Yesterday, one of the players of the Dwimmermount campaign and I headed downtown to a room above a restaurant to meet up with people we'd never met before to play some boardgames. Before I talk more about this, I should preface my comments here with the admission that, while I enjoy boardgames a great deal, my experience with those published over the last decade or so is quite minimal. I think the most recent games I've played are variations on Risk -- I love Risk -- and Blokus, along with games geared more toward children that I've played with my kids. So, in general, when I think "boardgame," I'm thinking of stuff like Monopoly or even Axis & Allies.
The meetup was organized by people I had prior experience with but with whom my friend got to know online. In the end, there were eight of us, counting myself, and we broke up into two groups of four. My group began the afternoon by playing Summoner Wars, which I'd (of course) never played before. It's a head-to-head fantasy combat game, consisting of teams of players who move cards on a tactical map to fight each other. Since only one of us had ever played before, we decided not to play it as a 2-versus-2 game but instead and 1-versus-1, with each side consisting of two players. My friend and I were on opposite sides; he played elves and I played orcs.
Because each faction in the game -- there are four in the basic game and many more available in expansions -- has certain advantages and disadvantages, one of the keys to winning is playing according to the style that most complements your faction's advantages. My partner and I didn't realize until too late that the orcs are all about getting up close and personal and smashing faces, so we, sadly, lost to the elves, but, despite our incompetence, we still held our own long enough to have some fun. I liked Summoner Wars a lot. My only beef with it is that it seems optimized for 1-versus-1 play. The more players added to each side, the longer the game would likely drag on, especially since players on the same side can share resources and resource exhaustion is what ultimately ends the end.
After that, we played 7 Wonders, which I'd also never played before. This game is, unsurprisingly, playable with up to seven players, but we had just four. Each player is given one of the wonders of the ancient world and his goal, over the course of three rounds (called "ages") is to accumulate enough resources and structures to not only build his wonder but also to achieve other goals that accrue him victory points. 7 Wonders isn't really a boardgame at all, since it has no board, only cards. At the beginning of each age, seven cards are distributed to each player, who selects one from his hand that he thinks will most aid him and then passes the remaining cards to a player on either his left or his right, depending on what age it is. This continues until all but one card is left in each hand and then various events, such as combat between players is resolved, the outcome of which determines victory point bonuses or penalties.

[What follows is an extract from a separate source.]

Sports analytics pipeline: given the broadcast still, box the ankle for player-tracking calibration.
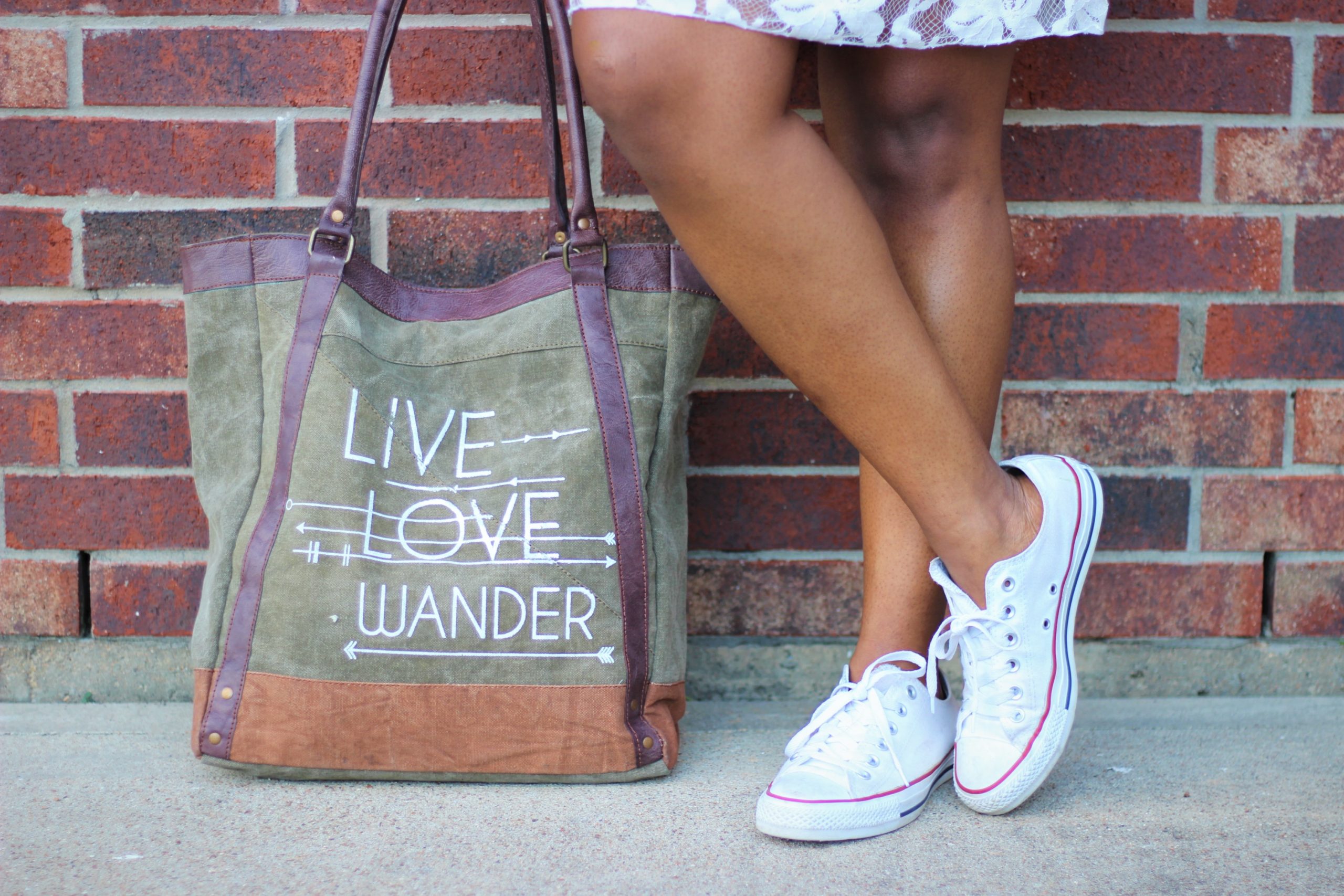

Though I found 7 Wonders fascinating in a way, it was also a very bloodless game. For the most part, the players are playing in parallel to one another rather than against one another. There's minimal actual interaction between players, with the passing of cards being the main way that players have any impact on how well or poorly their fellow players do. Even the combat is resolved passively, simply by comparing combat values against players seated on either side of you. Victory is ultimately decided by how many victory points a player accumulates over the course of the three ages of play. As a new player, this made it a lot harder to get a sense of what I was supposed to be doing in the game compared to Summoner Wars. I'd probably be willing to give 7 Wonders a shot again, but, even so, I think it's fair to say its design didn't really grab me.
Next, we broke up into slightly different groups to play another game. We attempted to play Race for the Galaxy, but soon discovered that the set we had was missing some vital cards, so we attempted a different game, 51st State, instead. 51st State is post-apocalyptic in its setting, with each of the players taking control of a faction attempting to rebuild a fallen USA in its own image. Like 7 Wonders, 51st State isn't a boardgame at all, but rather a card game, with limited interactivity between the players, who spend much of their time accumulating resources, manpower, and locales to use their bid for control. Of all the games I played, this was the one that most disappointed me, in part because I sort of expect a fair bit of bloody combat between players in anything that uses a post-apocalyptic setting. Instead, the game was mostly spent playing in parallel, working toward one's own goals.
Though the game playing continued after that point, my friend and I took our leave. Being old men with wives and families to return to, we had to make our back homeward. I had a good time and would gladly do it again, though, if I were to attend again, I'd be sure to bring along a game that had an actual board and where the players interacted with one another a lot more than most of the games I played yesterday. I don't know if this low-interactivity, parallel play stuff is standard in recent "boardgames" or not, but, if it is, I can't same I'm all that keen on it. Likewise, I missed rolling dice. Only Summoner Wars used dice for its play and dice -- or some other randomizer -- are an integral part of what makes playing a game fun for me. All the games I played yesterday involved plenty of strategy, but I craved a lot more conflict and chance.